How This Skill Works
Inputs are routed to Gemini's multimodal API through a unified interface supporting tasks like transcribe, analyze, extract, generate, and generate-hq. Outputs are structured (e.g., JSON) with details such as timestamps, bounding boxes, OCR, charts, or image data, enabling seamless integration into downstream workflows.
When to Use It
- Transcribe long-form audio or video with precise timestamps for accessibility or note-taking.
- Deeply analyze images or videos for UI design, artwork study, or data-related visuals using object detection, OCR, and VQA.
- Extract tables, forms, and structured data from multi-page PDFs and convert to JSON or HTML.
- Generate or edit high-quality images and compositions for design briefs, including multi-image layouts and multiple aspect ratios.
- Summarize long videos, perform frame-level analysis, or answer questions about video content (with YouTube URL support).
Quick Start
- Step 1: Configure API access by setting GEMINI_API_KEY and, if using Vertex AI, enable Vertex settings (GEMINI_USE_VERTEX, VERTEX_PROJECT_ID, VERTEX_LOCATION).
- Step 2: Install required SDKs: 'pip install google-genai python-dotenv pillow'.
- Step 3: Run sample tasks such as transcribing audio, analyzing an image, processing a PDF extract, or generating an image with a prompt.
Best Practices
- Clearly define the task (transcribe, analyze, extract, generate, generate-hq) and expected output format before processing.
- For image/video analysis, provide explicit prompts or questions to guide detection, OCR, and VQA results.
- When handling PDFs, specify the pages, sections, and output schema (JSON/table data) to maximize structured results.
- Chunk very long inputs (audio/video) if needed to respect duration limits and maintain accuracy.
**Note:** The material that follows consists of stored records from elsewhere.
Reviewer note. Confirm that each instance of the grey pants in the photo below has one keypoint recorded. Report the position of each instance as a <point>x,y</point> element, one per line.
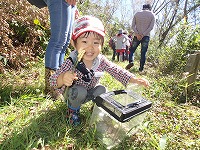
<point>78,95</point>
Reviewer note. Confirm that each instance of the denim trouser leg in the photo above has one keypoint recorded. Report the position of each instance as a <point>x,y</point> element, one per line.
<point>61,21</point>
<point>133,48</point>
<point>144,47</point>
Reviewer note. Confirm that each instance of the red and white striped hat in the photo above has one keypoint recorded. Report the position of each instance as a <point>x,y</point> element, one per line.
<point>85,24</point>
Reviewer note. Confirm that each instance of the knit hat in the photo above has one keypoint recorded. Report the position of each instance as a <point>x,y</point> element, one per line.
<point>85,24</point>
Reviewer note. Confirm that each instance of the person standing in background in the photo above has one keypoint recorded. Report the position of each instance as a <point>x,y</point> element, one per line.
<point>62,16</point>
<point>121,41</point>
<point>112,46</point>
<point>142,24</point>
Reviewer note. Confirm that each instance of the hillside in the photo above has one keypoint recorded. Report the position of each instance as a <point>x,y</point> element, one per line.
<point>30,121</point>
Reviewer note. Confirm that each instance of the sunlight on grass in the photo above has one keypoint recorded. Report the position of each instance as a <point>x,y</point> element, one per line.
<point>28,120</point>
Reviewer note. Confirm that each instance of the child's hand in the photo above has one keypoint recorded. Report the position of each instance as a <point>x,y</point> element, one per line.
<point>68,78</point>
<point>140,81</point>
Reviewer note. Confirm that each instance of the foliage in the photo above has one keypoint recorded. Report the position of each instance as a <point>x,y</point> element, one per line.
<point>21,40</point>
<point>31,121</point>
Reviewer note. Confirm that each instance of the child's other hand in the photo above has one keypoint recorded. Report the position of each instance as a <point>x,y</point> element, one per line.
<point>68,78</point>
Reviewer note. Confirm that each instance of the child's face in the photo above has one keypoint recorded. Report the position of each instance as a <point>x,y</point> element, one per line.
<point>91,43</point>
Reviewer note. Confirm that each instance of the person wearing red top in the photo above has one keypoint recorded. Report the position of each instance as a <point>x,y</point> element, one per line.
<point>82,74</point>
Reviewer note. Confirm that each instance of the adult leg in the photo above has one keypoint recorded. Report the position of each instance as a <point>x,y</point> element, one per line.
<point>60,19</point>
<point>70,20</point>
<point>114,53</point>
<point>144,47</point>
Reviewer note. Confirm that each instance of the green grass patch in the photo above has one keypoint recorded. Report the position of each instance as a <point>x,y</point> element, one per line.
<point>31,121</point>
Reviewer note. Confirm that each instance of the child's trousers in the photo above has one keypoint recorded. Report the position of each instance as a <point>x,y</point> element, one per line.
<point>78,95</point>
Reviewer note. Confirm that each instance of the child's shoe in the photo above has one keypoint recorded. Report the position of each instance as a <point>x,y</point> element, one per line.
<point>73,117</point>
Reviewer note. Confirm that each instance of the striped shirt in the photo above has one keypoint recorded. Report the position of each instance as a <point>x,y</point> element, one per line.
<point>104,65</point>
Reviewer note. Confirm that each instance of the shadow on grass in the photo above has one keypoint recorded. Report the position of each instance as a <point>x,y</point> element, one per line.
<point>50,129</point>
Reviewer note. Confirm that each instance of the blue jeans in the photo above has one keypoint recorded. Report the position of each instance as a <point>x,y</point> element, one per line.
<point>61,21</point>
<point>144,46</point>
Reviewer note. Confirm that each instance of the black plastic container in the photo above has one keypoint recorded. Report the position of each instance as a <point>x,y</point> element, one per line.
<point>115,105</point>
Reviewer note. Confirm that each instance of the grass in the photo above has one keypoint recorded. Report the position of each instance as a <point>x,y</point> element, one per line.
<point>31,121</point>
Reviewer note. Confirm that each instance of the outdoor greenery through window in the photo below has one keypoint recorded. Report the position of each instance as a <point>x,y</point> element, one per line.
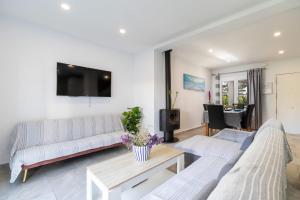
<point>227,93</point>
<point>242,92</point>
<point>234,92</point>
- Validate outputs against a defined schema (timestamps, bounding boxes, JSON tables) and perform post-processing as needed.
Example Use Cases
- Transcribe a conference talk and generate a timestamped caption file for accessibility.
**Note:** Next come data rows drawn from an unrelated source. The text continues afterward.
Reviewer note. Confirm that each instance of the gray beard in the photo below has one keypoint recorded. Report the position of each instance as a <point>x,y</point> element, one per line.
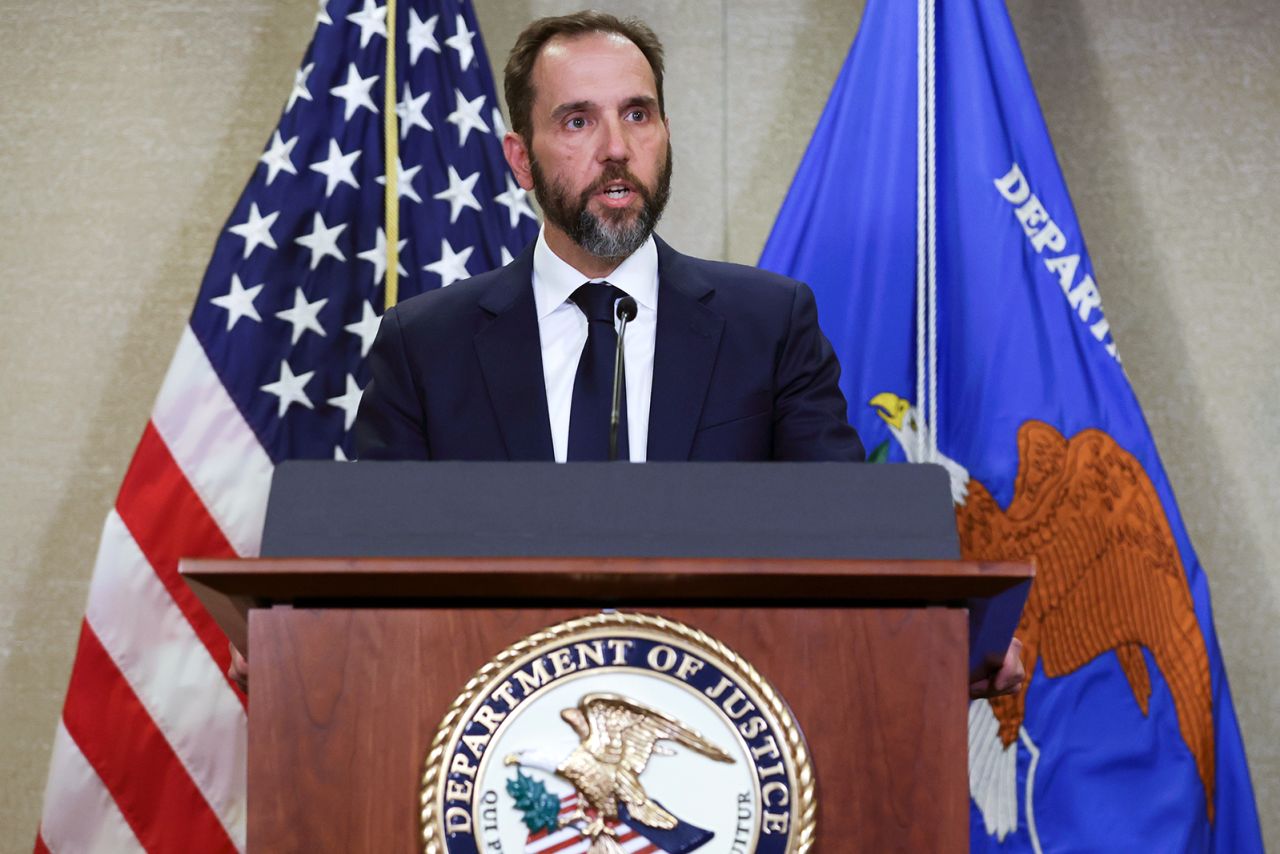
<point>602,236</point>
<point>613,241</point>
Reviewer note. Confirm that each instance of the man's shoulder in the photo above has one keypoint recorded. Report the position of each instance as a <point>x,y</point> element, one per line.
<point>736,281</point>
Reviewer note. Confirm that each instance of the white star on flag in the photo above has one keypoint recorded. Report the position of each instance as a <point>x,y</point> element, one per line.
<point>355,92</point>
<point>461,42</point>
<point>516,201</point>
<point>256,229</point>
<point>337,168</point>
<point>403,182</point>
<point>371,21</point>
<point>421,36</point>
<point>300,86</point>
<point>350,401</point>
<point>304,315</point>
<point>411,112</point>
<point>467,117</point>
<point>452,265</point>
<point>323,241</point>
<point>238,302</point>
<point>378,256</point>
<point>366,327</point>
<point>460,193</point>
<point>288,388</point>
<point>277,158</point>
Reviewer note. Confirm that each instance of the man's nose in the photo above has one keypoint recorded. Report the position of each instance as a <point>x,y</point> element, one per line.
<point>615,142</point>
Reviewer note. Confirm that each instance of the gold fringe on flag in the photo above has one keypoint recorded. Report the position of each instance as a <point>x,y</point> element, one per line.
<point>391,161</point>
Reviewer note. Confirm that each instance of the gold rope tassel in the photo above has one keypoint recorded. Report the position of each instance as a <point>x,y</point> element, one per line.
<point>391,161</point>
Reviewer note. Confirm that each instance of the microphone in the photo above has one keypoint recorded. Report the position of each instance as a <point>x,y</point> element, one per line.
<point>626,311</point>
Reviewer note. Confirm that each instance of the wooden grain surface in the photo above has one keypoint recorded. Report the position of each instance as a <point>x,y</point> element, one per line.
<point>344,703</point>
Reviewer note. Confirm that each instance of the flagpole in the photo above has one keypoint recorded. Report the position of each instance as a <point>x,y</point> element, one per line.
<point>920,213</point>
<point>931,129</point>
<point>391,163</point>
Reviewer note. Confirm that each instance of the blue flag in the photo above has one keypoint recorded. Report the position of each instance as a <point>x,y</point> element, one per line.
<point>1124,736</point>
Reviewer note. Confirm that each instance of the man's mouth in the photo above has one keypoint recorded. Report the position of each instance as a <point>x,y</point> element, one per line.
<point>616,192</point>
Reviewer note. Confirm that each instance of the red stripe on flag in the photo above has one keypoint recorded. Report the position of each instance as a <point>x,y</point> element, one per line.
<point>560,846</point>
<point>169,521</point>
<point>145,777</point>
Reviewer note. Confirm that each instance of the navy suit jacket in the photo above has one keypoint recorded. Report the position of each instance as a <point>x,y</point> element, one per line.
<point>740,373</point>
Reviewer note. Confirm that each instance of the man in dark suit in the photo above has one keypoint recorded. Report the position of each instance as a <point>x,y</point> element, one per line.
<point>722,361</point>
<point>727,362</point>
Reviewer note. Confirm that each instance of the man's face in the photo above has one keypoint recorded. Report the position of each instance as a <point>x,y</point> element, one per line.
<point>600,154</point>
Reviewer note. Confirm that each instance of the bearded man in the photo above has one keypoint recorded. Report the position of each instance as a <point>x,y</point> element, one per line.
<point>722,361</point>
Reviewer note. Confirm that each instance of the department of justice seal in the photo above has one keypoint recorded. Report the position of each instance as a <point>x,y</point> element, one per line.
<point>618,733</point>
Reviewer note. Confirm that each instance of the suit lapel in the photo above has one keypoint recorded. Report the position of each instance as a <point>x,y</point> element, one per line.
<point>511,359</point>
<point>686,341</point>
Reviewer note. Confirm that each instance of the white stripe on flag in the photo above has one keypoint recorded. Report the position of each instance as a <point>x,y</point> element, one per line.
<point>558,837</point>
<point>80,813</point>
<point>170,672</point>
<point>214,446</point>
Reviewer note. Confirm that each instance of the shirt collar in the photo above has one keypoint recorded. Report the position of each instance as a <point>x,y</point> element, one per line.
<point>554,279</point>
- Analyze a UI mockup image to detect components, extract text, and generate descriptive alt text.
- Extract a price table and key metrics from a 500-page financial report into JSON for analytics.
- Generate a set of marketing images in 16:9 and 1:1, then iteratively refine styling and composition.
- Summarize a 3-hour training video with key points and timestamps, and answer user questions about specific sections.